Montana Looking to Overhaul State’s Workers Comp

Montana Rep. Scott Reichner said he expects the state's House of Representatives to pass a GOP-backed bill that, if approved by the Senate and signed by the state's governor, would mark the most comprehensive workers' compensation overhaul in the state's history. But the bill still faces tough opposition from those who take issue with some of its provisions, particularly the bill's cutoff date for those who receive medical assistance.

Source: Source: A.M. Best | Published on February 25, 2011

H.B. 334, which Reichner introduced in August, is one of two bills that have been working their way through the Republican-controlled House that seek to move Montana from the top of the list of the states with the most expensive workers' compensation premium rates. An average of $3.33 per every $100 of payroll goes to paying workers' compensation premiums -- the highest percentage in the country, according to a report released by the Oregon Department of Consumer and Business Services.

Reichner's bill includes such cost-cutting measures as ending medical benefits 60 months after the date of the injury and creating a list of doctors that injured workers can see for treatment, as opposed to letting them request their personal doctor. Reichner said the National Council on Compensation Insurance estimated that H.B. 334 would save $84 million to $183 million in the first year alone -- a drop of between 20% and 44%.

"For far too long, we have seen businesses pull out of Montana because our workers' comp rates are too high. These rates put far too great a burden on our ability to create jobs," Reichner said, noting that Montana borders North Dakota, which has the lowest workers' compensation premium rates in the country. He said that workers' compensation is one of the top issues his constituents raise when he meets with them.

North Dakota businesses must purchase coverage from the state's Workforce Safety and Insurance agency, an employer-financed, no-fault insurance state fund.

Some of the bill's cost-cutting measures have been criticized for going too far in cutting benefits for workers. The 60-month medical assistance time line isn't long enough for workers who suffered significant injuries, said State Sen. Jim Keane, D-Butte.

Keane said Reichner's bill has other "significant problems" that will need to be reworked when it reaches the Senate. "Both parties want to have a positive outcome on workers' comp," Keane said. "But the Reichner bill puts too much on the backs of workers by throwing them off their medical assistance after 60 months."

Keane said he supported an earlier workers' compensation bill introduced by Rep. Chuck Hunter, D-Helena, which was backed by the state's Labor-Management Advisory Council. That bill, H.B. 87, which included panel reviews for those approaching the five-year mark, appears to have died in committee. When H.B. 87 was passed out of the state's joint House and Senate Economic Affairs Interim Committee, which meets between the biannual legislative sessions, in August, there was some confusion over whether the proposed legislation would lower costs or raise them.

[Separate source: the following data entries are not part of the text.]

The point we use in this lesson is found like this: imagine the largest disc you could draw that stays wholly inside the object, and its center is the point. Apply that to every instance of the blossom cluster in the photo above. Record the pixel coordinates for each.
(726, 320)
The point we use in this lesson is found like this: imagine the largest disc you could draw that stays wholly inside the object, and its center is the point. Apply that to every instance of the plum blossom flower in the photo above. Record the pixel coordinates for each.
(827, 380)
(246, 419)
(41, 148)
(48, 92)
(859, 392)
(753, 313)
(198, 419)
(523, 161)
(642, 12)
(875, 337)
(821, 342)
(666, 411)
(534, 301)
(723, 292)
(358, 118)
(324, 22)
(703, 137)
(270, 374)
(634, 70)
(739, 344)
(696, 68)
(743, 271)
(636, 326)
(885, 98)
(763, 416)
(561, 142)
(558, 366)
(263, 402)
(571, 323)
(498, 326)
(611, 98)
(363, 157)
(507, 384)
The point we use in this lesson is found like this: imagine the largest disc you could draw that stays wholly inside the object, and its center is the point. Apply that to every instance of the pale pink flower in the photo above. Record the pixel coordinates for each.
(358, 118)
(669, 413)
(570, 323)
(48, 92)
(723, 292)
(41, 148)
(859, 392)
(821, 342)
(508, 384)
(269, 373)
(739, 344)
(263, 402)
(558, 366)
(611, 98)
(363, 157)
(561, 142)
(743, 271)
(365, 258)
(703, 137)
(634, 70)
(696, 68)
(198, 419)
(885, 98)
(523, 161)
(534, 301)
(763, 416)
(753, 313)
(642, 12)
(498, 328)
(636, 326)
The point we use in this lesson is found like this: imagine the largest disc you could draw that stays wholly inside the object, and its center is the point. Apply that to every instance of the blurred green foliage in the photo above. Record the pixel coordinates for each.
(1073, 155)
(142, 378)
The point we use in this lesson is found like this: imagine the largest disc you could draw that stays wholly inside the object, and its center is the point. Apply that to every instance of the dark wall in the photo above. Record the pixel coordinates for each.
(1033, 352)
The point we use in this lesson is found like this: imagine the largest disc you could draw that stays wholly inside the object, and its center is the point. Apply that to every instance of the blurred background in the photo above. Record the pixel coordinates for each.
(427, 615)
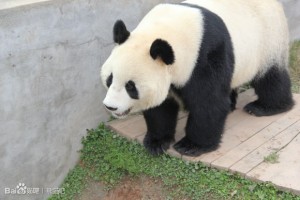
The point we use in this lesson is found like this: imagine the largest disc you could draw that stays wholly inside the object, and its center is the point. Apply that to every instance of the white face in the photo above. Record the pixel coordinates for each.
(135, 81)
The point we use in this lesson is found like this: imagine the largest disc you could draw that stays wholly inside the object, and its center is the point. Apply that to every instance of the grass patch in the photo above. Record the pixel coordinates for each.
(108, 157)
(295, 66)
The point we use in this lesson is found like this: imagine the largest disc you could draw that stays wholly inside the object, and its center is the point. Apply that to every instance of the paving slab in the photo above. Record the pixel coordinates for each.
(245, 144)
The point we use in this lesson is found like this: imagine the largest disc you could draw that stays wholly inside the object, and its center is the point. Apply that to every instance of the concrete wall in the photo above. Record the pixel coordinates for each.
(50, 91)
(292, 11)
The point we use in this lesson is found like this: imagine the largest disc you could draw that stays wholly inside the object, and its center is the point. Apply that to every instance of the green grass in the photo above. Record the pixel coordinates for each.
(107, 157)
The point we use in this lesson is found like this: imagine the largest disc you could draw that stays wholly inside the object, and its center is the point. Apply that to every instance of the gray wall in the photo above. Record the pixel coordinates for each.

Kenton Brine, assistant vice president for the Northwest region at the Property Casualty Insurers Association of America, said insurance companies largely support the Reichner bill, though they also dislike the 60-month cutoff. Brine said, "H.B. 334 has some real muscle behind it. But we don't support the idea of terminating medical benefits after 60 months."
Reichner said he thinks a hard deadline of 60 months is "the only way you can be sure that people aren't going to enter the system and never leave."

He added that he thinks it will also reduce workers' compensation fraud, saving additional funds.
Regardless, whatever changes the Republican-controlled Senate makes will have to be approved by Gov. Brian Schweitzer, a Democrat who has the power to make line-item vetoes under state law.

The top five writers of workers' compensation in Montana in 2009, according to BestLink, which provides online access to A.M. Best's database of insurance information, were: Montana State Fund, with a 64.4% market share; Liberty Mutual Insurance Cos., with 14.7%; American Insurance Group Inc., with 4.6%; Zurich Financial Services NA Group, with 3%; and Travelers Group, with 2.1%.